Knapp ein Jahr vor seinem Tod schrieb Martin Luther im März 1545 das Vorwort zum ersten Band einer Gesamtausgabe seiner lateinischen Schriften. Dieser Text trägt starke autobiographische Züge, beleuchtet er doch rückblickend aus Luthers eigener Sicht die wichtigsten Ereignisse der von ihm ausgelösten Reformation und befasst sich dabei mit dem zentralen Punkt seiner Glaubensüberzeugung: einer neuen Sicht der “Gerechtigkeit Gottes”. Luther schreibt:
“Ich konnte den gerechten, die Sünder strafenden Gott nicht lieben, im Gegenteil, ich hasste ihn sogar. Wenn ich auch als Mönch untadelig lebte, fühlte ich mich vor Gott doch als Sünder, und mein Gewissen quälte mich sehr. Ich wagte nicht zu hoffen, dass ich Gott durch meine Genugtuung versöhnen könnte. Und wenn ich mich auch nicht in Lästerung gegen Gott empörte, so murrte ich doch heimlich gewaltig gegen ihn.

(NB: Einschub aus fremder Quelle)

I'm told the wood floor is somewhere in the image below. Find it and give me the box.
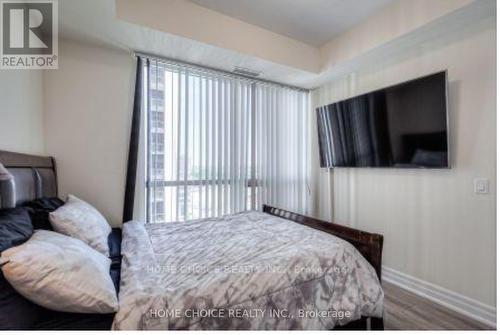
[383,283,492,330]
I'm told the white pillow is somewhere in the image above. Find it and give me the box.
[0,230,118,313]
[49,194,111,256]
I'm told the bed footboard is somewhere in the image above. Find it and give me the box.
[263,205,384,280]
[263,205,384,330]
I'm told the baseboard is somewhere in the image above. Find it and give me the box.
[382,266,497,328]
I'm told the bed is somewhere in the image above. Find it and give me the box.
[0,151,383,330]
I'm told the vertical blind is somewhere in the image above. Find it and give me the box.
[143,59,309,223]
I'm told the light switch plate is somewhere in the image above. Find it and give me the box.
[474,178,490,194]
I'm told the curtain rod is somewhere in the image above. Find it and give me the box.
[133,51,311,92]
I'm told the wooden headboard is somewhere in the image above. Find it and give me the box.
[0,150,57,207]
[263,205,384,280]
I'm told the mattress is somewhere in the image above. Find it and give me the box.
[113,212,384,330]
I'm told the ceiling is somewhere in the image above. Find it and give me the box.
[189,0,393,46]
[54,0,488,88]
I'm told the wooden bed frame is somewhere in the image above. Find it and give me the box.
[262,205,384,330]
[0,150,384,330]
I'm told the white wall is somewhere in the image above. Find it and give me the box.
[0,70,45,154]
[43,41,135,226]
[312,24,496,306]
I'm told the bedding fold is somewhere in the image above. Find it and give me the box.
[113,212,384,330]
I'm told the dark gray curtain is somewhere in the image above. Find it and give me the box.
[123,57,144,222]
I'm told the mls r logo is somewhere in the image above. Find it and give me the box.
[2,1,53,55]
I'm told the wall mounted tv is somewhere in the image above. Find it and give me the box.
[316,72,449,168]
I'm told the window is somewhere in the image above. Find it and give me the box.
[145,60,308,223]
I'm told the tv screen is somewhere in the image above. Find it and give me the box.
[316,72,449,168]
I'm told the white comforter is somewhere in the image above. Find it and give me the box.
[114,212,384,330]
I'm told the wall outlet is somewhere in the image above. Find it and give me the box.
[474,178,490,194]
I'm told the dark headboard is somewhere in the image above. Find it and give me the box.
[0,150,57,208]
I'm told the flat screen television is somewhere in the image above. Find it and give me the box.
[316,71,449,168]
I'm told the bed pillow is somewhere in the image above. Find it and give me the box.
[0,271,41,330]
[0,230,118,314]
[0,207,33,253]
[22,197,64,230]
[49,194,111,256]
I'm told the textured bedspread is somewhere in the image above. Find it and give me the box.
[114,212,384,330]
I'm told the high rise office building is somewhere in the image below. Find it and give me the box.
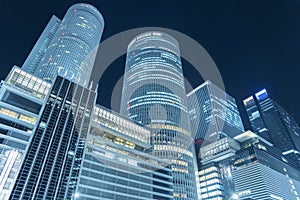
[244,89,300,164]
[10,76,96,199]
[230,131,300,200]
[74,105,173,200]
[0,66,51,200]
[0,4,179,200]
[187,81,244,145]
[22,15,61,74]
[6,4,103,199]
[22,4,104,86]
[121,31,197,200]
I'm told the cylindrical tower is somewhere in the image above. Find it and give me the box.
[121,32,197,200]
[35,3,104,86]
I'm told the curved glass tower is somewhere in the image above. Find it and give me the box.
[121,32,197,200]
[34,4,104,86]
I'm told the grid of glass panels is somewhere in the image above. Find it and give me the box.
[121,32,197,200]
[35,4,104,86]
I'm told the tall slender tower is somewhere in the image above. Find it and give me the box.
[243,89,300,167]
[4,4,103,200]
[22,15,61,74]
[26,4,104,86]
[121,32,197,200]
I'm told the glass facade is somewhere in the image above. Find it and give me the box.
[75,105,173,200]
[187,81,244,145]
[244,89,300,168]
[10,76,96,199]
[22,15,61,74]
[0,67,50,200]
[32,4,104,86]
[121,32,197,200]
[232,142,300,200]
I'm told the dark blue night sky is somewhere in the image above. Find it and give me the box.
[0,0,300,128]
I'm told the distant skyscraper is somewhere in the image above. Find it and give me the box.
[22,15,61,74]
[187,81,244,145]
[230,131,300,200]
[22,4,104,86]
[121,32,197,200]
[244,89,300,166]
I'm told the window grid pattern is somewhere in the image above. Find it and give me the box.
[121,32,197,200]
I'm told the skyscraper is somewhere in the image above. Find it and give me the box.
[9,4,103,199]
[244,89,300,167]
[187,81,244,145]
[22,15,61,74]
[22,4,104,86]
[74,105,173,200]
[0,66,51,200]
[121,31,197,200]
[230,131,300,200]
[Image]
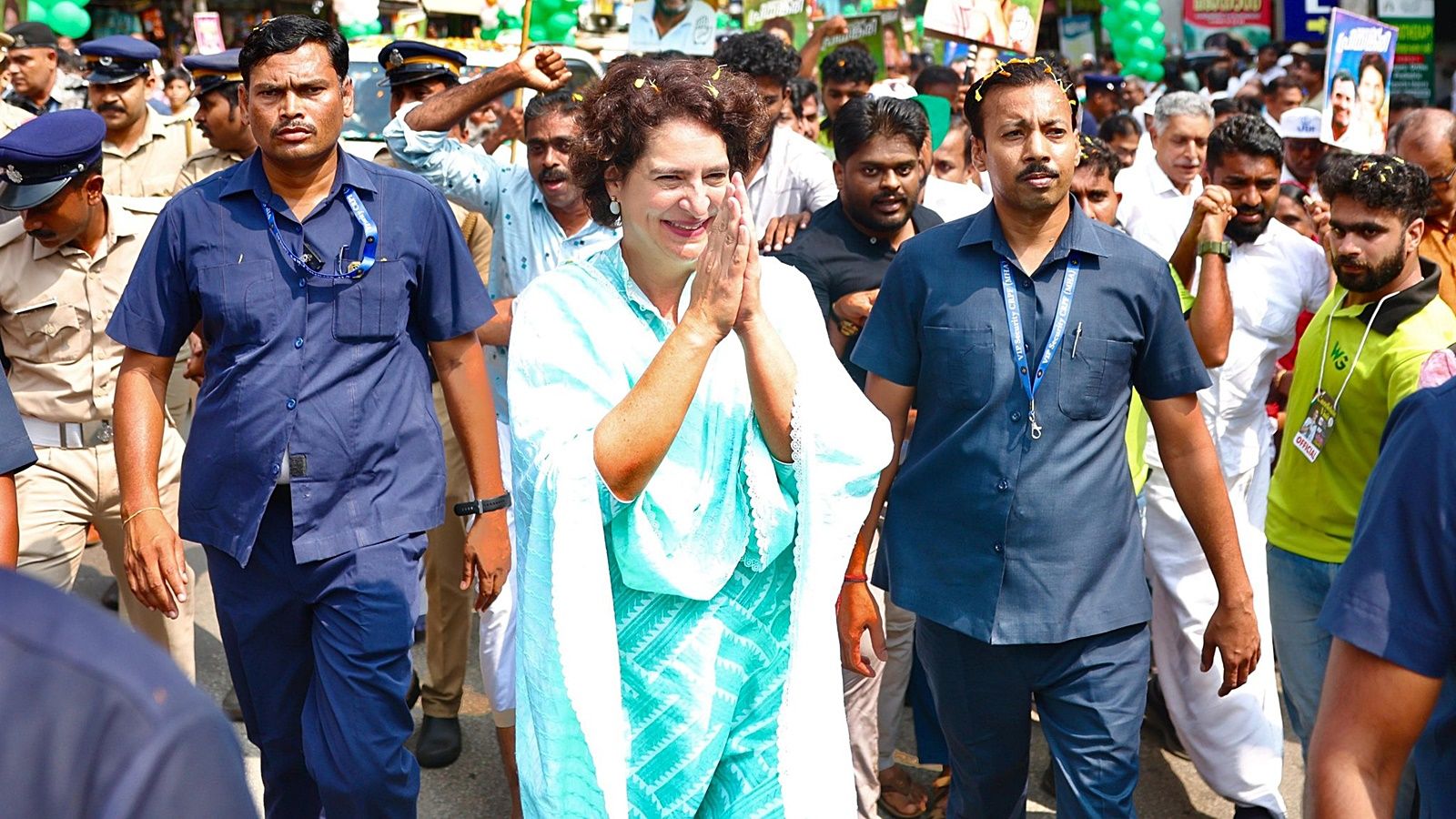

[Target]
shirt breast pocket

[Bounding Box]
[1057,337,1133,421]
[333,261,410,341]
[15,300,90,364]
[198,261,287,347]
[919,327,996,410]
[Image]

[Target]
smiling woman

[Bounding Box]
[508,54,890,817]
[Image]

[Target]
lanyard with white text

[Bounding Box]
[1002,254,1082,440]
[259,185,379,278]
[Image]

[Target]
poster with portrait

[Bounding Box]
[925,0,1043,54]
[628,0,718,56]
[1320,9,1396,153]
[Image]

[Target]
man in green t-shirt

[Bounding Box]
[1265,155,1456,753]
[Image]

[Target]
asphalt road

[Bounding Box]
[76,545,1305,819]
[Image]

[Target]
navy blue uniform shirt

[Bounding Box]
[854,201,1208,642]
[106,150,495,564]
[0,570,258,819]
[1320,380,1456,816]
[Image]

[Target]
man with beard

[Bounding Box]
[779,97,941,819]
[0,111,194,678]
[713,32,835,225]
[1265,155,1456,755]
[1325,70,1364,147]
[1117,90,1213,256]
[1143,114,1330,817]
[1390,108,1456,310]
[839,58,1259,817]
[82,35,192,197]
[106,15,510,816]
[1279,106,1330,197]
[628,0,718,56]
[818,44,879,150]
[172,48,258,191]
[5,22,85,116]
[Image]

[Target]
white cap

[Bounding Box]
[1279,106,1320,140]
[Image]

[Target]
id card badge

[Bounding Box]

Da erbarmte sich Gott meiner und ich fing an, die Gerechtigkeit Gottes als eine solche zu verstehen, durch welche der Gerechte als durch Gottes Gabe lebt, nämlich aus dem Glauben. Ich fing an zu begreifen, dass dies der Sinn sei: Durch das Evangelium wird die Gerechtigkeit Gottes offenbart, nämlich die passive, durch welche uns der barmherzige Gott durch den Glauben rechtfertigt.
Da fühlte ich mich wie ganz und gar neu geboren, und durch offene Tore trat ich in das Paradies selbst ein. Da zeigte mir die ganze Schrift ein völlig anderes Gesicht und ich fand auch bei anderen Worten das gleiche, zum Beispiel: ‘Werk Gottes’ bedeutet das Werk, welches Gott in uns wirkt; ‘Kraft Gottes’ – durch welche er uns kräftig macht.
Mit so großem Hass, wie ich zuvor das Wort ‘Gerechtigkeit’ gehasst hatte, mit so großer Liebe hielt ich jetzt dies Wort als das allerliebste hoch.”